Soldier Field: So What? and now, Who Cares?
From the first, the architects who designed the renovation of Soldier Field insisted that they were "saving one of Chicago's great landmarks." Those words, which appeared on the cover of the multimillion dollar stadium redesign plan they unveiled six years ago, were embraced by Mayor Richard M. Daley, the project's chief political backer. And they were swallowed whole by modernist ideologues whose blinders stopped them from seeing the architectural train wreck that was so apparent to everybody else.In fact, a far better architecture critic than Kamin disagrees with him. But more important is the journalistic train wreck. Kamin still doesn't answer the question of "so what?" There seem to be no consequences whatsoever for the loss of landmark status.
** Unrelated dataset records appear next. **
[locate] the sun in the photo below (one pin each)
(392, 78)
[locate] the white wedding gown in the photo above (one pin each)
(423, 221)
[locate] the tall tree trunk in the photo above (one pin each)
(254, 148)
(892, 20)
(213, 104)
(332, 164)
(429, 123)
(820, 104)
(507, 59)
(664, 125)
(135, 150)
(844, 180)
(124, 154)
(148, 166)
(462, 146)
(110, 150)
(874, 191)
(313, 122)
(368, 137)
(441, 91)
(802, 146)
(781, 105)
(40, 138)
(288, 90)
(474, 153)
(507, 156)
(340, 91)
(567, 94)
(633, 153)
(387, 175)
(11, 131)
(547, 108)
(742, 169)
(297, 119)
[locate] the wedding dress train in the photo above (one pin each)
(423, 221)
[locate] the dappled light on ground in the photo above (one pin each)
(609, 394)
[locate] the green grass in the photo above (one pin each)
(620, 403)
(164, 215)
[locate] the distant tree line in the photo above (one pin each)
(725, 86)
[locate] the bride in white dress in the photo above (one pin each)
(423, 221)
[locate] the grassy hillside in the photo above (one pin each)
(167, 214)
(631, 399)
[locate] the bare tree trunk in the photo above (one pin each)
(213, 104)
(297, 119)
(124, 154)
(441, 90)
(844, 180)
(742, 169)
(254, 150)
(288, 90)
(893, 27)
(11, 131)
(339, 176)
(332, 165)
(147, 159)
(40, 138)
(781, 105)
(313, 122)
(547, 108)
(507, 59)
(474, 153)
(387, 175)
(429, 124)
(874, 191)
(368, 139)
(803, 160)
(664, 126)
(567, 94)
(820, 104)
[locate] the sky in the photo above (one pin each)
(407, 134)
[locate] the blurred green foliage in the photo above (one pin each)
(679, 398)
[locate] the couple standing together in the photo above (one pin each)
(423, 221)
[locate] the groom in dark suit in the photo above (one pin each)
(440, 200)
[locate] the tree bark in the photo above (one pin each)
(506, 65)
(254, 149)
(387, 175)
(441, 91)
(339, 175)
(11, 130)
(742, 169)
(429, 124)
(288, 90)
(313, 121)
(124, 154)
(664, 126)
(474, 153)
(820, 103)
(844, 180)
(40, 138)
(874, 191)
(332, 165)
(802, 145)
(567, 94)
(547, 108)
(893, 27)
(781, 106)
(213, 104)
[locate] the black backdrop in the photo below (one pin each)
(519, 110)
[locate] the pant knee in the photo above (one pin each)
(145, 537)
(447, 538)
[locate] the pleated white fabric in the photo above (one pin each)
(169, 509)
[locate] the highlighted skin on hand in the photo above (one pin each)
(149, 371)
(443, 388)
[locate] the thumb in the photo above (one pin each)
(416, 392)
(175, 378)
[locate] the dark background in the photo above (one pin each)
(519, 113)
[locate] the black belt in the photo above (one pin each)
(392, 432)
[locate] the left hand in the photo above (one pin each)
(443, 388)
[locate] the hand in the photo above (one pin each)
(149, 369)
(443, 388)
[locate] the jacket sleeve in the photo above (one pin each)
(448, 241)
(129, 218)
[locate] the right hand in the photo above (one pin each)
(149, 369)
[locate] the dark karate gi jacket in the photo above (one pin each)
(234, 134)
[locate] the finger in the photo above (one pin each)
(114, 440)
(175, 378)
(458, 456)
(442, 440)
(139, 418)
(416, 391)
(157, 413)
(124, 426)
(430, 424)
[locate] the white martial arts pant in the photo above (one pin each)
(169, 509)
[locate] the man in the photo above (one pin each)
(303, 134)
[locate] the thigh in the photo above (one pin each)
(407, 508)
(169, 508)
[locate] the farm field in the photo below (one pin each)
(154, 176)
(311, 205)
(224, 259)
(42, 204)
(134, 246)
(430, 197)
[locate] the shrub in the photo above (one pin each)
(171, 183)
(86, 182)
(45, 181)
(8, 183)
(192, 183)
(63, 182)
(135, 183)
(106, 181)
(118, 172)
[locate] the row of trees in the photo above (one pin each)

More importantly, Tribune-owned Chicagosports.com placed a poll next to Kamin's story yesterday asking readers whether they care. 56 percent said no, they don't care. That poll has since been replaced by a less embarrassing question for the Tribune, "Do you think Soldier Field deserved to lose landmark status?"
Nelson Algren observed a half century ago that the Tribune tries to impose its point of view on the city. When the newspaper crusades this stridently to impose a point of view, and its readers respond with "so what?" and "who cares?" it just proves how distant this city's newspaper is from this city's people.